Short on time? Here’s the scientific gist of it: Synthetic biology involves editing DNA to produce natural or novel compounds. In the beauty industry, synthetic biology offers vegan, sustainable and efficient production alternatives (like squalane, with an a) to environmentally harmful ingredients (like shark-derived squalene, with an e). Synthetic biology also allows us to create eco-friendly, high-performance ingredients that are compatible with human biology. The K18 biomimetic peptide for hair repair is an example of synthetic biology in action, delivering long-term hair repair with the least possible footprint on the environment.
Got time for a deeper dive?
In this Science Sunday, we’re breaking down what biotechnology and synthetic biology are, and how we use these technologies to create our revolutionary molecular repair technologies.
what is biotechnology and synthetic biology?
Biotechnology (or biotech as we like to refer to it), uses biology as technology. It harnesses the power of living cells to produce products to improve our health, our environment, and the things we use every day—according to the Basic and Applied Aspects of Biotechnology.
Synthetic biology, or synbio, is a subset of biotechnology that focuses on engineering the genetic code of organisms and living systems. Synthetic biology leverages multiple scientific disciplines, including molecular biology, bioinformatics, computer science, chemistry, and microbiology, and takes a comprehensive engineering approach to make biotech processes more precise and predictable. You can get a deeper dive here.
Biotechnology and synthetic biology have been used throughout history to produce natural products with greater efficiency, or even new products that hadn’t previously existed in nature to solve complex problems, as detailed in this published paper. Like how fermentation produces cheese, beer, wine, and fermented foods using bacteria, or how we solved hair damage with our patented repairing K18PEPTIDE™ .
how synthetic biology powers our K18PEPTIDE™
Synthetic biology creates opportunities to produce new ingredients that don’t exist in nature, or are difficult to procure from natural sources like our K18PEPTIDE™. These technologies have allowed us to create products that mimic the natural biology of hair and repair it in a way that is most compatible with its biology, meaning you get lasting damage repair.
K18 scientists spent a decade mapping and testing all of the peptides produced by the human hair proteome, or the genetic instructions that code for all the proteins (keratins and keratin-associated proteins, or KAPs) that form your hair. The culmination of this extensive research is the K18PEPTIDE™: the ultimate reconnector for the broken bonds in damaged hair.
Our biomimetic peptide has the perfect composition and shape to fit into your hair like a puzzle piece.

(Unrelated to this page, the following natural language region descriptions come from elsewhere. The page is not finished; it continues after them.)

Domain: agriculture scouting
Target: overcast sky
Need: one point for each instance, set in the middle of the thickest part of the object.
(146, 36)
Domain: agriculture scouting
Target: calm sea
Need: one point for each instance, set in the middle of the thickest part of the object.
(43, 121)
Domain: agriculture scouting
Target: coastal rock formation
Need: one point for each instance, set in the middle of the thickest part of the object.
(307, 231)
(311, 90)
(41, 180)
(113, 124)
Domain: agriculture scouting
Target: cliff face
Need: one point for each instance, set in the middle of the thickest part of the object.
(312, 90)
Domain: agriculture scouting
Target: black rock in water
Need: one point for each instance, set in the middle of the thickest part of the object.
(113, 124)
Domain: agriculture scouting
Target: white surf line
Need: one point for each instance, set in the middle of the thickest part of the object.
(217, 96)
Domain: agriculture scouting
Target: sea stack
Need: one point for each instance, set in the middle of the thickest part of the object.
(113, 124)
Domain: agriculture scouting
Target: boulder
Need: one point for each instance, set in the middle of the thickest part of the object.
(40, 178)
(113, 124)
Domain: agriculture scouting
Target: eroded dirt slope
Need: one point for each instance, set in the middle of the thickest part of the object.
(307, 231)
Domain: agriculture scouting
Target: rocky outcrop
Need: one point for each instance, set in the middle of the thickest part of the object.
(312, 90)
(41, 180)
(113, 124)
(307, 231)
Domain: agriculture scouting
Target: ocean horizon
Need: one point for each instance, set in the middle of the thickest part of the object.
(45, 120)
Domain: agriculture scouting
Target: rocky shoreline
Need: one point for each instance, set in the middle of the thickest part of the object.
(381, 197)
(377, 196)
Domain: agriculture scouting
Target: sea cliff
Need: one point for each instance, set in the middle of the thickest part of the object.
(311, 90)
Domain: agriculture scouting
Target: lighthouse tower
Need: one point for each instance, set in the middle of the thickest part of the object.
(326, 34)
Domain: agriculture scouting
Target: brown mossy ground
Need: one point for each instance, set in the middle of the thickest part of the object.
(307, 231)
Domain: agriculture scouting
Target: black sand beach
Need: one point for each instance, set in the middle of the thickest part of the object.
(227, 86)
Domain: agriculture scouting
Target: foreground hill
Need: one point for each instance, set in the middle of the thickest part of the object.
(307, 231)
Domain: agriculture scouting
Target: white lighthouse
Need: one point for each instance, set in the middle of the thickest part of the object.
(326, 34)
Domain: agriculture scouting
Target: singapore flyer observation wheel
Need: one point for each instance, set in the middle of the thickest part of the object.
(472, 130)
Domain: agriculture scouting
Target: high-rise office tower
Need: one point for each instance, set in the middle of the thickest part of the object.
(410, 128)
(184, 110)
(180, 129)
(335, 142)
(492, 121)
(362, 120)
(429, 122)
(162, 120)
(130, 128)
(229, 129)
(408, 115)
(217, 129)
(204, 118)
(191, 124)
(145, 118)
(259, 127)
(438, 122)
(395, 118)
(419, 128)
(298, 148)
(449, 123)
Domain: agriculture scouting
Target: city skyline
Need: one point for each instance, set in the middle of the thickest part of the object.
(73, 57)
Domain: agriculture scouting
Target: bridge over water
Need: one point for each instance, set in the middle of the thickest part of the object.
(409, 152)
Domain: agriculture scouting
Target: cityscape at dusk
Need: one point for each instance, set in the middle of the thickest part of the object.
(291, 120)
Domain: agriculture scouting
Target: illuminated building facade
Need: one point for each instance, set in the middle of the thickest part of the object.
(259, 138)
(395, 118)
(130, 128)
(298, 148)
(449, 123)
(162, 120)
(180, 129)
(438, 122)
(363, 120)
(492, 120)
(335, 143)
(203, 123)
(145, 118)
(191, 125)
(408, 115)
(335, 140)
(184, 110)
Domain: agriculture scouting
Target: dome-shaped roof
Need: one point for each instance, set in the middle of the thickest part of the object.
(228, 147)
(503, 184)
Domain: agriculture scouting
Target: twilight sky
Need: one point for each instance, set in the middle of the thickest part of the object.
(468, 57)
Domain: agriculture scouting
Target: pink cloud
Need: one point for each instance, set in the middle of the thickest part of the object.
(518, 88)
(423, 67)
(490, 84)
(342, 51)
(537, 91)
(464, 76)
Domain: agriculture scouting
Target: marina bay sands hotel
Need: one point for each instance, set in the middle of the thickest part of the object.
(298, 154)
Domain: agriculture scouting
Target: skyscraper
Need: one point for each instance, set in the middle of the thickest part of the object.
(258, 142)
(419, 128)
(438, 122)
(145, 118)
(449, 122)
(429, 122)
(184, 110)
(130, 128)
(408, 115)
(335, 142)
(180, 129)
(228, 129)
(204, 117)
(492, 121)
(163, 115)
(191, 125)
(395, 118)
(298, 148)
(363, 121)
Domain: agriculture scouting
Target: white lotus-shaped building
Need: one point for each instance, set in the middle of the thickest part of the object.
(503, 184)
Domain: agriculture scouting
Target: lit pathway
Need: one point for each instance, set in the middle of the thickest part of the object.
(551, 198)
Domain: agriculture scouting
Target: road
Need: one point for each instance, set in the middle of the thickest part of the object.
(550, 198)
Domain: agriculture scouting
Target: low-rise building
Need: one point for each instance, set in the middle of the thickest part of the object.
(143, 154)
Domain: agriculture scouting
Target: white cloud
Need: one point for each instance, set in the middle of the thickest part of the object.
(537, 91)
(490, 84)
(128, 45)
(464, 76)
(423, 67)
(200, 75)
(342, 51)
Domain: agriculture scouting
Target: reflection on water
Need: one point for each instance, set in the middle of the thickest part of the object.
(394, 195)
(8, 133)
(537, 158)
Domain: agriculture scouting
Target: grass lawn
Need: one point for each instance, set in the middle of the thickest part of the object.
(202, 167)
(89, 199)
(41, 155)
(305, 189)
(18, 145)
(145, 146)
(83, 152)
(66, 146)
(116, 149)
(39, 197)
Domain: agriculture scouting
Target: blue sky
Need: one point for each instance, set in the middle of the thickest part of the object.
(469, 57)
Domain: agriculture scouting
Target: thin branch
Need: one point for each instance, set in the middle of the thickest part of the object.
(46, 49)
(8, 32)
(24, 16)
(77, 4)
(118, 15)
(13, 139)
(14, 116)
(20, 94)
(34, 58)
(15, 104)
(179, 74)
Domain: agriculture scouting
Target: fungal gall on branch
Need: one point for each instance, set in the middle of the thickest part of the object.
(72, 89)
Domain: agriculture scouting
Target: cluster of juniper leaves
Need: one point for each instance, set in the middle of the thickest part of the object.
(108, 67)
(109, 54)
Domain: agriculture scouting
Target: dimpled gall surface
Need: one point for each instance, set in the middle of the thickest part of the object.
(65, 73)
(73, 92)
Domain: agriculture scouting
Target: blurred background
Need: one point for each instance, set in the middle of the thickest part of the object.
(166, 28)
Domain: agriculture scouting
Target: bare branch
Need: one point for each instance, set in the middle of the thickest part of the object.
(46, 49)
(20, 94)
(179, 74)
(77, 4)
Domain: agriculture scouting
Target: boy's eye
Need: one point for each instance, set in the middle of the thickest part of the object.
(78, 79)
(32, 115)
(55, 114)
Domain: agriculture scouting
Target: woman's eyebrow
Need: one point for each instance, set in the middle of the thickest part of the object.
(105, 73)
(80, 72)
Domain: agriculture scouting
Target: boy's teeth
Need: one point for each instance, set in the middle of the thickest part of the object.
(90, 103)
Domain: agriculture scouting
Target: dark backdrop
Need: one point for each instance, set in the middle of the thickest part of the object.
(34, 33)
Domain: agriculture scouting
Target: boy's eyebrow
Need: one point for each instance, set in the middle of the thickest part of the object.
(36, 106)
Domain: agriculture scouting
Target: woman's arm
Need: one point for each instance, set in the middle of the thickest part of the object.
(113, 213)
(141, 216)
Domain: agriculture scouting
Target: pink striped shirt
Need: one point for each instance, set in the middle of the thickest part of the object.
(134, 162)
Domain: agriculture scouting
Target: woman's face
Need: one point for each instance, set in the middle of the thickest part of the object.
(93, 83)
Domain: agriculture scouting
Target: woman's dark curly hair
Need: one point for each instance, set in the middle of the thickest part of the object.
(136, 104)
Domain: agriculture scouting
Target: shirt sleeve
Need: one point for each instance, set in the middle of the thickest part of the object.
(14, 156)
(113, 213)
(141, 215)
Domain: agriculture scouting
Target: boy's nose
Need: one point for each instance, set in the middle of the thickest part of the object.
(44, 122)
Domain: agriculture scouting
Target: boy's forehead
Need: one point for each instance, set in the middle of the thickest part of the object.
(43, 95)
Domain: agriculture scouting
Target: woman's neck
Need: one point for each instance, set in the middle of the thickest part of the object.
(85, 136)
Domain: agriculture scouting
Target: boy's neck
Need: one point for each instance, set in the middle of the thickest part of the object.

It reconnects the keratin chains in your hair’s structure to restore strength and elasticity, connecting multiple types of bonds (including disulfides) to deliver true, holistic molecular repair from the inside out.
That’s the power of biotechnology and synthetic biology: we can use these technologies to produce high-performance ingredients that work with your hair’s biology.
the sustainable path forward
For a long time, the beauty and personal care industry has relied on traditional cosmetic chemistry approaches to formulate products, create new ingredients, and mimic natural ones. But historic practices employed by cosmetic chemistry are limited; it is an ongoing challenge to consistently produce large quantities of pure ingredients identical to those in nature.
Many naturally derived cosmetic ingredients are derived from plants or animals; the practice of extracting ingredients from nature may end up hurting our environment and depleting natural resources. Common ingredients like squalene, a softening and smoothing ingredient commonly found in skincare products, were once derived from the livers of deep-sea sharks, causing overfishing of shark populations.
Thankfully, synthetic biology gives the beauty industry the power to overcome these hurdles by producing the natural ingredients we know and love without many of the unwanted environmental impact. Today, companies are “brewing” squalane—with an a, not an e—without the sharks, and we’re delivering lasting damage repair for all hair types.